Also, I am excessively long winded.
This weekend was one of those marathon never sit, never stop, never quit kind of weekends. Friday night I worked late, met G and Big C for dinner, went home and stripped my bed sheets at 11 pm and completely remade the bed. What kind of crazy people keep a six year old out until 11 pm, anyway! Yeah, and also, Big C is six! Six! It’s unbelievable. Behind us at the restaurant there was a fussy newborn. New newborn. Seriously, it (didn’t trust myself to look directly at the baby, and thus gender was not determined) still had the less than a month old feeble newborn fussy cry. The cry I’ve been waiting 7 years to hear. It’s so hard. When I’m prepped to see babies I do OK. When I know it’s coming I’m fine. It’s when I don’t expect it. When it’s not part of the norm for that situation, or when I have to focus on something else that it really throws me off. I’m like Edward from Twilight. When I’m prepared and/or love the baby enough I can handle it. Otherwise it takes constant self control to not burst out in tears railing about the lack of fairness in the world. OK, so not exactly like Edward. How sad is it that I relate more to a fantasy character in that book than the “every girl” character that girls/women are supposed to relate to?
Right so, Friday was go-go-go. With a pinch of pain. Saturday was go-go-go with constant reminders. We went to a local festival. A festival of which the focus is pork. As I’ve made very clear, pork is really the only meat that I like. I can tolerate others, but I’d take a BLT over a porterhouse any day of the week. The highlight of this festival for G is the smorgasbord. As in all the pork you can eat for $13. $9 for children. The highlight for me is the craft show. I do a lot of Christmas shopping there. This year, the craft barn (it’s a rural festival) was PACKED wall to f’ing wall with strollers, babies, baby related goods, and round bellied pregnant women. To me they all looked 28 weeks pregnant (if you’re counting along, you’ll know that’s where I should be with my Bean). I knew they were going to be there. I know it’s no different from last year. But last year, my BB wasn’t dead. Last year I had hope. Last year I was new to the RE scene and just knew I was going to be pregnant by Christmas. Gag me, right? I held my strength, though, and still managed to get a lot of shopping done. Then, I went home and cleaned my house. I dusted places that haven’t been dusted in two months. I don’t know what got into me.
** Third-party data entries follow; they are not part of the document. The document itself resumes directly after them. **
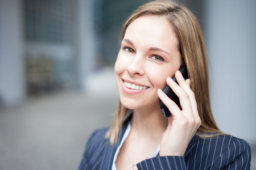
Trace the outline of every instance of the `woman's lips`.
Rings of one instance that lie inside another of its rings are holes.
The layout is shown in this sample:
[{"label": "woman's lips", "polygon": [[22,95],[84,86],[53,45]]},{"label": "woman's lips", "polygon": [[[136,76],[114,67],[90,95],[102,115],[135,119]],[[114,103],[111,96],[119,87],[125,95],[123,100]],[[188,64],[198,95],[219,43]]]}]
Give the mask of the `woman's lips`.
[{"label": "woman's lips", "polygon": [[129,82],[126,82],[125,80],[123,80],[123,84],[127,88],[133,89],[133,90],[145,90],[145,89],[149,88],[147,86],[139,86],[138,84],[129,83]]},{"label": "woman's lips", "polygon": [[122,88],[123,91],[128,95],[135,95],[144,92],[149,87],[141,86],[139,83],[134,82],[128,82],[127,80],[122,80]]}]

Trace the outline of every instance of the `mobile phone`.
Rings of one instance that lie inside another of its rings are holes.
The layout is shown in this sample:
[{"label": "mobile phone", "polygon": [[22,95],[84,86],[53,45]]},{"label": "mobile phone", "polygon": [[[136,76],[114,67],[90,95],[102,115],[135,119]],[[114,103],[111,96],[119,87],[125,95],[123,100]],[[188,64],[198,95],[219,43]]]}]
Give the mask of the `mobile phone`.
[{"label": "mobile phone", "polygon": [[[179,70],[183,76],[184,78],[187,79],[188,78],[188,71],[187,70],[187,67],[185,66],[182,66]],[[175,78],[175,76],[174,76],[172,79],[177,83],[177,80]],[[169,86],[166,85],[164,88],[163,90],[163,92],[166,94],[166,95],[169,97],[172,101],[175,102],[178,107],[180,106],[180,99],[178,96],[175,94],[175,93],[172,91],[172,90],[169,87]],[[160,107],[161,108],[162,112],[163,114],[166,117],[169,117],[171,116],[171,112],[170,112],[168,108],[163,104],[163,103],[159,99]]]}]

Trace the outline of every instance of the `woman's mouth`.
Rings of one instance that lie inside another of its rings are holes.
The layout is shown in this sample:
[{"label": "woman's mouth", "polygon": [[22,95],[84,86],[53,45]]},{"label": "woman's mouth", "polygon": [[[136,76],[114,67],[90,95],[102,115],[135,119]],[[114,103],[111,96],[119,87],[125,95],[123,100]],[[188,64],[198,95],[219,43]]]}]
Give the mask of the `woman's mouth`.
[{"label": "woman's mouth", "polygon": [[145,90],[145,89],[149,88],[149,87],[147,87],[147,86],[139,86],[139,85],[137,85],[135,84],[132,84],[130,83],[126,82],[126,81],[123,81],[123,84],[127,88],[134,89],[134,90]]}]

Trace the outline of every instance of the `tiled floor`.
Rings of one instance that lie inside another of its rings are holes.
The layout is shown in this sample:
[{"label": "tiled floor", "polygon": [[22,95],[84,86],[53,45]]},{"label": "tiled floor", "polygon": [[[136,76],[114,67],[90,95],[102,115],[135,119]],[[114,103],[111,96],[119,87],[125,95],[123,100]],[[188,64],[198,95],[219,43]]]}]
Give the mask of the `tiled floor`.
[{"label": "tiled floor", "polygon": [[117,103],[114,83],[106,83],[113,78],[98,76],[88,94],[51,94],[0,110],[0,169],[77,169],[89,135],[110,124]]}]

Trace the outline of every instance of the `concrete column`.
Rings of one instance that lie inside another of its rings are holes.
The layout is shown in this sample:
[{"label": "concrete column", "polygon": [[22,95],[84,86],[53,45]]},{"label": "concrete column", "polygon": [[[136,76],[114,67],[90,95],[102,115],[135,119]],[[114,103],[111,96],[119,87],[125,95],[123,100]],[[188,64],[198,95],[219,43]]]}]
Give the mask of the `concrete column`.
[{"label": "concrete column", "polygon": [[224,132],[256,143],[256,1],[207,2],[213,116]]},{"label": "concrete column", "polygon": [[22,1],[0,1],[0,102],[20,104],[26,97]]},{"label": "concrete column", "polygon": [[77,87],[86,91],[86,79],[96,61],[92,0],[77,0],[74,43],[76,50]]}]

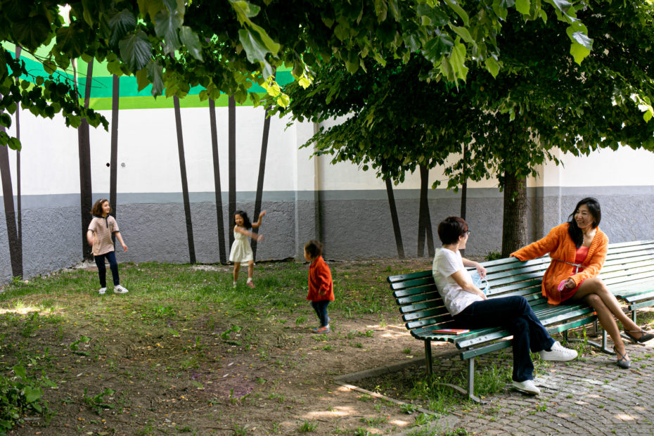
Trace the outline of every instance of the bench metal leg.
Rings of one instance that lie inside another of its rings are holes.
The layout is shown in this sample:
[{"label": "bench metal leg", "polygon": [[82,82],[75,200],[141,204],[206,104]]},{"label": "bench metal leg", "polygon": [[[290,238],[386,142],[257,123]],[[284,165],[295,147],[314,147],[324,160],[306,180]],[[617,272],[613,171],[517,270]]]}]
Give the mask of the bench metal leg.
[{"label": "bench metal leg", "polygon": [[[596,324],[597,321],[595,321],[595,322],[596,322],[595,331],[597,331],[597,324]],[[568,338],[567,330],[565,331],[562,331],[561,335],[563,336],[563,340],[565,340],[567,342],[585,342],[588,344],[589,345],[591,345],[596,348],[599,349],[600,351],[605,352],[608,354],[615,354],[615,352],[613,350],[609,350],[608,347],[607,346],[606,331],[604,329],[602,329],[602,343],[601,344],[598,344],[596,342],[594,342],[592,340],[588,340],[587,339],[576,339],[576,338],[569,339]]]},{"label": "bench metal leg", "polygon": [[[433,359],[432,358],[432,342],[430,340],[425,340],[425,369],[427,373],[427,379],[432,382],[432,376],[434,375],[434,368],[433,368]],[[451,387],[454,390],[463,395],[468,395],[468,397],[472,399],[474,402],[477,403],[484,404],[485,402],[482,402],[481,399],[475,396],[475,358],[469,359],[468,360],[468,391],[461,388],[460,386],[456,385],[452,385],[451,383],[435,383],[436,385],[442,385],[443,386],[448,386]]]},{"label": "bench metal leg", "polygon": [[427,370],[427,377],[431,378],[434,373],[434,369],[432,367],[433,361],[432,360],[432,341],[425,340],[425,360]]}]

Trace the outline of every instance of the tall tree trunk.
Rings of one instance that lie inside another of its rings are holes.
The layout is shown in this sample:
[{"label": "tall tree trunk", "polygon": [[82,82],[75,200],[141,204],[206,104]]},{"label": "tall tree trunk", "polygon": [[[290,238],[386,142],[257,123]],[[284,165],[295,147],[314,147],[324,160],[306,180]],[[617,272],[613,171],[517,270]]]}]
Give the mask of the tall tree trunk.
[{"label": "tall tree trunk", "polygon": [[[259,217],[261,212],[261,202],[264,192],[264,175],[266,174],[266,154],[268,153],[268,134],[270,132],[270,117],[266,110],[264,119],[264,132],[261,141],[261,157],[259,159],[259,179],[257,181],[257,197],[255,199],[255,213],[252,221]],[[252,241],[252,251],[255,260],[257,260],[257,241]]]},{"label": "tall tree trunk", "polygon": [[[466,169],[467,169],[468,165],[466,163],[466,159],[468,157],[466,155],[467,154],[468,147],[466,144],[463,144],[463,174],[466,173]],[[468,201],[468,179],[466,179],[466,181],[461,185],[461,217],[463,219],[466,219],[466,202]]]},{"label": "tall tree trunk", "polygon": [[[73,60],[75,94],[77,91],[76,62]],[[93,79],[93,59],[86,67],[86,80],[84,86],[84,107],[88,108],[91,100],[91,82]],[[77,149],[79,155],[79,212],[82,219],[82,252],[84,260],[93,258],[91,248],[86,241],[86,230],[91,224],[91,208],[93,207],[93,188],[91,186],[91,138],[89,122],[82,118],[77,128]]]},{"label": "tall tree trunk", "polygon": [[236,100],[234,96],[229,97],[227,103],[227,148],[229,149],[229,200],[228,210],[229,212],[229,246],[234,243],[233,229],[234,212],[236,212]]},{"label": "tall tree trunk", "polygon": [[435,254],[434,236],[432,234],[432,222],[429,216],[429,203],[427,200],[429,169],[420,165],[420,209],[418,212],[418,256],[425,252],[425,239],[427,240],[427,252],[430,257]]},{"label": "tall tree trunk", "polygon": [[117,191],[118,184],[118,110],[120,100],[120,82],[118,76],[113,75],[111,95],[111,156],[109,160],[109,204],[113,210],[114,217],[117,212]]},{"label": "tall tree trunk", "polygon": [[397,208],[395,207],[395,195],[393,195],[393,184],[390,179],[385,179],[386,195],[388,197],[388,207],[390,208],[390,220],[393,223],[393,233],[395,234],[395,247],[397,248],[397,257],[404,258],[404,246],[402,244],[402,233],[399,228],[399,219],[397,218]]},{"label": "tall tree trunk", "polygon": [[[468,158],[468,157],[466,155],[467,154],[467,151],[468,151],[468,147],[466,146],[466,144],[463,144],[463,174],[466,173],[466,169],[468,166],[466,162],[466,159]],[[467,203],[468,203],[468,179],[466,179],[465,181],[461,184],[461,215],[460,215],[461,217],[463,218],[464,220],[466,219],[466,207],[468,205]],[[460,250],[459,251],[461,252],[461,255],[463,255],[466,252],[466,249],[464,248],[463,250]]]},{"label": "tall tree trunk", "polygon": [[188,241],[188,257],[191,264],[195,263],[195,245],[193,238],[193,221],[191,218],[191,200],[188,198],[188,183],[186,181],[186,160],[184,155],[184,140],[181,131],[181,111],[179,98],[172,98],[175,107],[175,126],[177,131],[177,153],[179,155],[179,173],[181,176],[181,195],[184,202],[184,216],[186,219],[186,238]]},{"label": "tall tree trunk", "polygon": [[527,177],[505,172],[502,257],[527,244]]},{"label": "tall tree trunk", "polygon": [[218,253],[220,263],[227,262],[225,254],[225,225],[222,217],[222,191],[220,187],[220,164],[218,162],[218,127],[216,122],[216,102],[209,99],[209,123],[211,128],[211,150],[214,163],[214,191],[216,193],[216,219],[218,226]]},{"label": "tall tree trunk", "polygon": [[[20,46],[16,46],[16,60],[20,59]],[[20,86],[20,79],[16,79],[16,85]],[[20,141],[20,102],[16,103],[16,139]],[[20,150],[16,151],[16,207],[18,214],[16,225],[18,227],[18,245],[23,252],[23,199],[20,192]],[[22,257],[22,255],[21,255]]]},{"label": "tall tree trunk", "polygon": [[[4,126],[0,131],[5,132]],[[9,172],[9,147],[0,146],[0,178],[2,181],[2,199],[4,201],[4,217],[9,240],[9,257],[11,261],[11,275],[23,277],[23,250],[16,231],[16,215],[13,207],[13,191],[11,174]]]}]

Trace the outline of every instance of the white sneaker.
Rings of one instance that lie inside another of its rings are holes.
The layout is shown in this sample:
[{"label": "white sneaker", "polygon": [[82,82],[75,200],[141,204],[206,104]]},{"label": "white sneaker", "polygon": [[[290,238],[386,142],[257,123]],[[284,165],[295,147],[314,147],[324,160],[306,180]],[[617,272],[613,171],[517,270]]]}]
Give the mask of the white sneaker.
[{"label": "white sneaker", "polygon": [[117,285],[113,287],[113,293],[115,294],[127,294],[128,292],[129,291],[120,285]]},{"label": "white sneaker", "polygon": [[575,359],[578,354],[576,350],[565,348],[558,341],[554,341],[551,351],[542,350],[538,352],[544,360],[565,362]]},{"label": "white sneaker", "polygon": [[541,393],[541,390],[534,383],[533,380],[525,380],[523,382],[517,382],[515,380],[511,383],[514,388],[531,395],[538,395]]}]

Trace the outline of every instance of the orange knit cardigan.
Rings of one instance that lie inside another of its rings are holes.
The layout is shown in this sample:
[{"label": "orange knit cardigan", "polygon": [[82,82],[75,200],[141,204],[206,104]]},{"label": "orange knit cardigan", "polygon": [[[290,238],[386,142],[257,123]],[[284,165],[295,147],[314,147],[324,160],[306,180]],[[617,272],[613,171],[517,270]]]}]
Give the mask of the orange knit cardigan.
[{"label": "orange knit cardigan", "polygon": [[598,227],[588,250],[588,255],[582,262],[584,269],[575,274],[575,267],[564,263],[574,263],[577,256],[577,246],[568,233],[568,223],[558,225],[540,241],[537,241],[511,254],[520,260],[529,260],[549,253],[552,263],[543,276],[541,289],[543,295],[547,297],[547,302],[551,304],[558,304],[561,302],[561,293],[556,289],[561,281],[572,278],[575,285],[579,286],[582,281],[596,277],[602,269],[604,259],[606,259],[608,237]]}]

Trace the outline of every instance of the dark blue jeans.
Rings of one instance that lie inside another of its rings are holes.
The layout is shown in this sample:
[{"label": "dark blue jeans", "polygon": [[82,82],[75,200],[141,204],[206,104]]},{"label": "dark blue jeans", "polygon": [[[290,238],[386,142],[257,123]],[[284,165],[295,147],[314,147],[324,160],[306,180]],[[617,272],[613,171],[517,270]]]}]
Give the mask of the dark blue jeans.
[{"label": "dark blue jeans", "polygon": [[311,307],[316,311],[316,314],[320,319],[320,326],[329,325],[329,316],[327,316],[327,306],[331,302],[328,300],[311,302]]},{"label": "dark blue jeans", "polygon": [[100,287],[107,287],[107,267],[105,267],[105,259],[109,261],[109,268],[111,269],[111,276],[113,277],[113,286],[120,284],[120,278],[118,276],[118,262],[116,262],[116,252],[110,251],[108,253],[94,256],[96,264],[98,265],[98,276],[100,277]]},{"label": "dark blue jeans", "polygon": [[504,327],[513,335],[515,381],[534,378],[533,352],[549,350],[554,344],[524,297],[504,297],[477,301],[454,316],[466,328]]}]

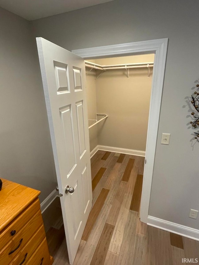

By Sunday, I had to be so beat that I stayed in bed all day right? I mean, after spending 8 hours surrounded by pork and spit shining my house and everything the day before. Surely, I slept in? Yeah, no. No, I was up and ready to go to the Ohio Renaissance Festival early on Sunday. We stayed there from noon (yeah, G wasn’t so bright and early) until closing then I went to the grocery. So busy again. The Renn Fest was a lot more fun than I expected, too.
What is my point, other than delivering a boring play by play of my weekend? I was constantly on the go this weekend. But that voice in the back of my head didn’t shut up once. You know that voice. That what about adoption? Is there a chance IVF would work better than TIC or IUI? Once the house sells we’ll have XYZ money, maybe we could this or that? I wonder if any of such and so’s teenage friends are knocked up and are open to adoption?
Blah, blah, blah. Broken fucking record that never ever stops. No matter how busy, no matter how otherwise happy, no matter what it keeps going.